Fragment containing gapdh promoter was digested from previously published plasmid pGWS137063 and cloned into pCRISPR-cBEST34 via the same restriction sites to generated pGWS1384, where the expression of Cas9n (D10A), cytidine deaminase and uracil-DNA glycosylase inhibitor (UGI) were under the control of gapdh promoter instead of tipA promoter. Spacers of each targeted gene were selected on CRISPy-web64 and cloned into NcoI-digested pGWS1384 via single strand DNA (ssDNA) oligo bridging method. Single strand DNA (ssDNA) oligos SCO4048_W55 and SCO4048_Q68b were used to generate SCO4048 knockout constructs pGWS1582 and pGWS1584, respectively. Similarly, SCO4049 knockout construct pGWS1585 was created using oligo SCO4049_W61. SCO4050 knockout constructs pGWS1598 and pGWS1590 were created employing oligos SCO4050_W43 and SCO4050_Q91, respectively. All the generated knockout constructs were validated by Sanger sequencing using primer sg_T7_R_SnaBI.

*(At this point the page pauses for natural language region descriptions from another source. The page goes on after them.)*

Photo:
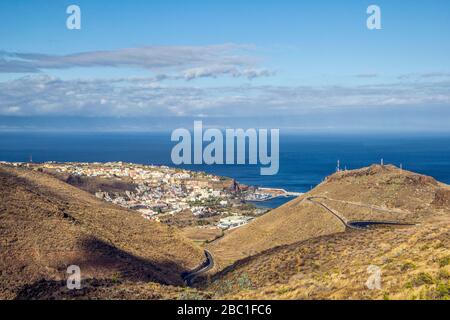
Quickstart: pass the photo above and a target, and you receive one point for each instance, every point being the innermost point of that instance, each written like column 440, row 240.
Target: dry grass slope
column 414, row 261
column 47, row 225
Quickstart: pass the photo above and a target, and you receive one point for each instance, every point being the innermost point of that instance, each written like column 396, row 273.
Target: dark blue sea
column 305, row 159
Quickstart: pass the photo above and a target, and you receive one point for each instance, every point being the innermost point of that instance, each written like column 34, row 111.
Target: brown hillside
column 379, row 193
column 414, row 260
column 47, row 225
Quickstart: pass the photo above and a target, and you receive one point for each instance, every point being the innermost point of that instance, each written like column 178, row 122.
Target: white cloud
column 43, row 95
column 170, row 62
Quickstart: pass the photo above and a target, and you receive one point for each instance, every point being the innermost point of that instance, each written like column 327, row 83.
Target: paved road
column 359, row 225
column 207, row 265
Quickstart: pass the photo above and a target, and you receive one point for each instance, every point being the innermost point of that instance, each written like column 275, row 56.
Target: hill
column 379, row 193
column 47, row 225
column 413, row 261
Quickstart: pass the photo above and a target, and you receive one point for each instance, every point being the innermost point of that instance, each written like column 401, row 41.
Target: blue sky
column 230, row 60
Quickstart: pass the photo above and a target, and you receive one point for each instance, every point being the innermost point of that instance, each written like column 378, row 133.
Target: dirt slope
column 47, row 225
column 414, row 261
column 375, row 193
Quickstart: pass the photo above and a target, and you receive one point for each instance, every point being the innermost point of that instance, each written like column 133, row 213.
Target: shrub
column 445, row 261
column 422, row 279
column 189, row 294
column 244, row 282
column 408, row 266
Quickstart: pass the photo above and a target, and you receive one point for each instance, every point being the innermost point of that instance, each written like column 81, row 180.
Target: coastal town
column 173, row 196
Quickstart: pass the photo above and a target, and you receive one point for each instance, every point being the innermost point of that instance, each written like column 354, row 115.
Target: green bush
column 422, row 279
column 444, row 261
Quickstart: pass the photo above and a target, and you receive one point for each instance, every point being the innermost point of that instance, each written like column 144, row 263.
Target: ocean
column 305, row 159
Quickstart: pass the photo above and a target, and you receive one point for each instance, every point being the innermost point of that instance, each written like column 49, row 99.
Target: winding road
column 358, row 225
column 207, row 265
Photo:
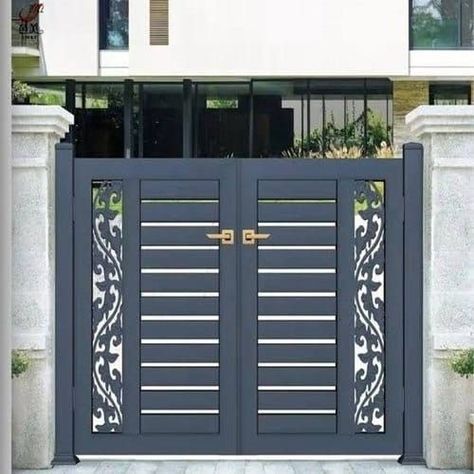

For the complementation of SCO4048 null mutant, pGWS1596 was used, an integrative vector based on pSET152 and harboring SCO4048 under the control of gap promoter. The gap promoter and the entire coding region (+1/+724) of SCO4048 were amplified from S. coelicolor M145 genomic DNA using primer pairs Pgap_F and Pgap_R, and SO4048_F and SCO4048_R, respectively. Fragments were cloned into EcoRI and XbaI digested pSET152 via Gibson assembly to generate pGWS1596. Similarly, pGWS1597 and pGWS1598 were created for the complementation of SCO4049 and SCO4050 null mutants, respectively. The coding region (+1/+2347) of SCO4049 in pGWS1597 was amplified using primers SCO4049_F and SCO4049_R, while the coding region (+1/+619) of SCO4050 in pGWS1598 was amplified using primer pair SCO4050_F and SCO4050_R.
COMPETING INTEREST STATEMENT
M.H.M. is a member of the Scientific Advisory Board of Hexagon Bio.
ACKNOWLEDGEMENTS
The work was supported by the European Union via ERC Advanced Grant 101055020-COMMUNITY to G.P.v.W. and ERC Starting Grant 948770-DECIPHER to M.H.M.